Betashares, founded in 2009 by Ukrainian emigrant Alex Vynokur, leads in product diversity with 83 different core and specialist vehicles. The firm's combined assets exceeded A$30bn in August 2023. Betashares competes fiercely with BlackRock’s iShares for Australian ETF assets, both vying to surpass market leader Vanguard.

The Future of Financial Advice legislation of 2013, which abolished generous commission structures for financial advisers, has significantly spurred Australia’s ETF industry growth by making lower-cost ETFs more attractive for investor recommendations.

In the competitive landscape dominated by global giants, Betashares has leveraged its homegrown brand status in the retail investor-driven market. Vynokur credits Betashares' private, employee-owned structure and local roots for its ability to make swift business decisions from its Sydney boardroom.

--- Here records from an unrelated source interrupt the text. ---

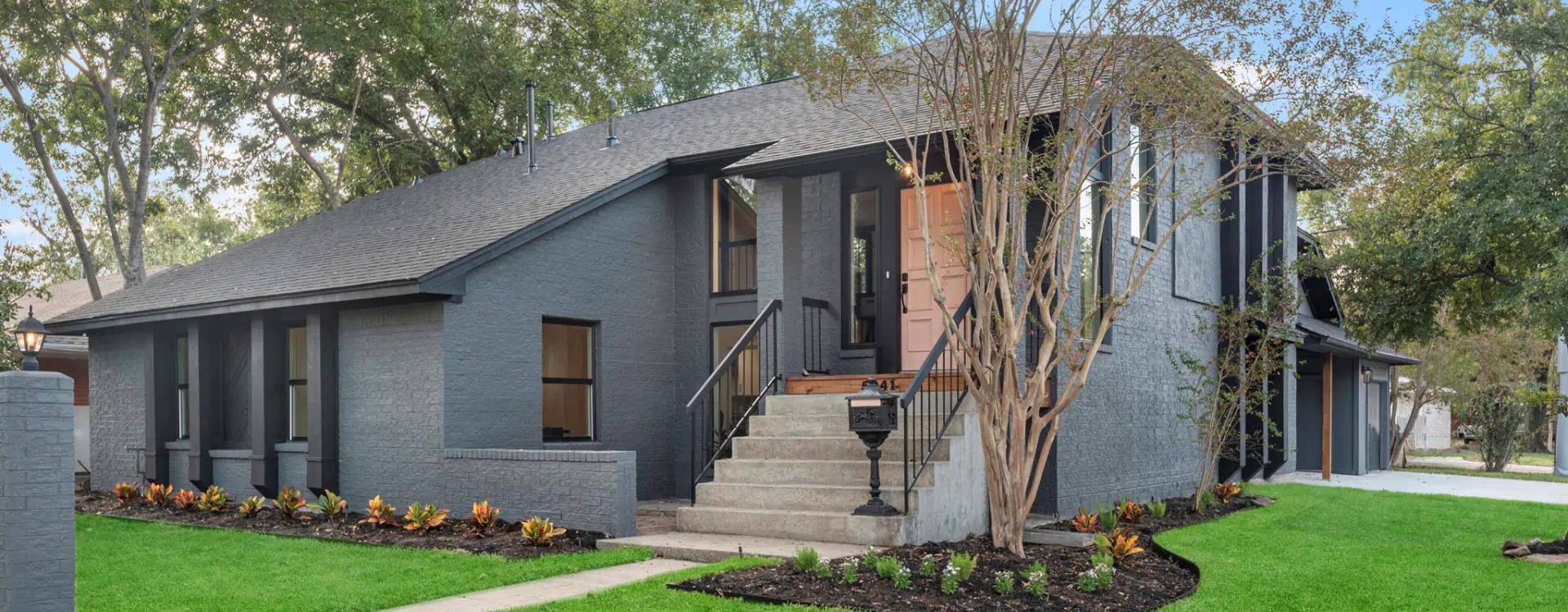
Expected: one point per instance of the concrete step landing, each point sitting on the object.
(707, 548)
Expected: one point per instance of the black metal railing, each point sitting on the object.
(813, 318)
(734, 392)
(932, 401)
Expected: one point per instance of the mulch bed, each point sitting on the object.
(1143, 581)
(502, 540)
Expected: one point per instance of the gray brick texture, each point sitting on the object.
(37, 482)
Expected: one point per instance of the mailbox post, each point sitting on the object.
(874, 415)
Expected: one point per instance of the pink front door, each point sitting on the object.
(921, 323)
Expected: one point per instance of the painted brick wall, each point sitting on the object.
(118, 382)
(637, 267)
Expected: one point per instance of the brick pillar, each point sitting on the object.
(780, 265)
(37, 484)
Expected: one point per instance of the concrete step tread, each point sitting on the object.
(707, 548)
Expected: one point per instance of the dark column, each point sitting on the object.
(204, 344)
(269, 401)
(160, 404)
(322, 370)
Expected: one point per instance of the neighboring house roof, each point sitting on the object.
(63, 298)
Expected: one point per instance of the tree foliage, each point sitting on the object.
(1468, 221)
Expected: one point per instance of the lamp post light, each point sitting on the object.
(30, 340)
(874, 415)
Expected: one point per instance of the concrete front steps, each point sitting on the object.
(800, 473)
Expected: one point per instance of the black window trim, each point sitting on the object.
(591, 382)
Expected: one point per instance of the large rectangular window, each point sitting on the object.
(862, 268)
(1143, 184)
(298, 385)
(568, 366)
(734, 235)
(182, 379)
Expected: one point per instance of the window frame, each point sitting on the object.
(294, 382)
(847, 307)
(591, 381)
(720, 245)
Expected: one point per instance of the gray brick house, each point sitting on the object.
(538, 335)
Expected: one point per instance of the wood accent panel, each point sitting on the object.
(852, 382)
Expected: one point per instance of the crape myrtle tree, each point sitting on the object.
(1041, 124)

This agility was demonstrated when BlackRock (NYSE:BLK) reduced its management fee for the A$4.4bn BlackRock iShares Core S&P/ASX 200 ETF from 0.09% to 0.05%. Within 36 hours, Betashares undercut BlackRock's fee, reducing its own Australia 200 ETF fee to just 0.04%.

Vynokur noted the underperformance of most actively managed funds as part of the competitive landscape that extends beyond these firms. As part of its expansion plans, Betashares is diversifying beyond Australia by preparing to launch ETFs in New Zealand and making a strategic entry into the A$3.5tn superannuation pensions market.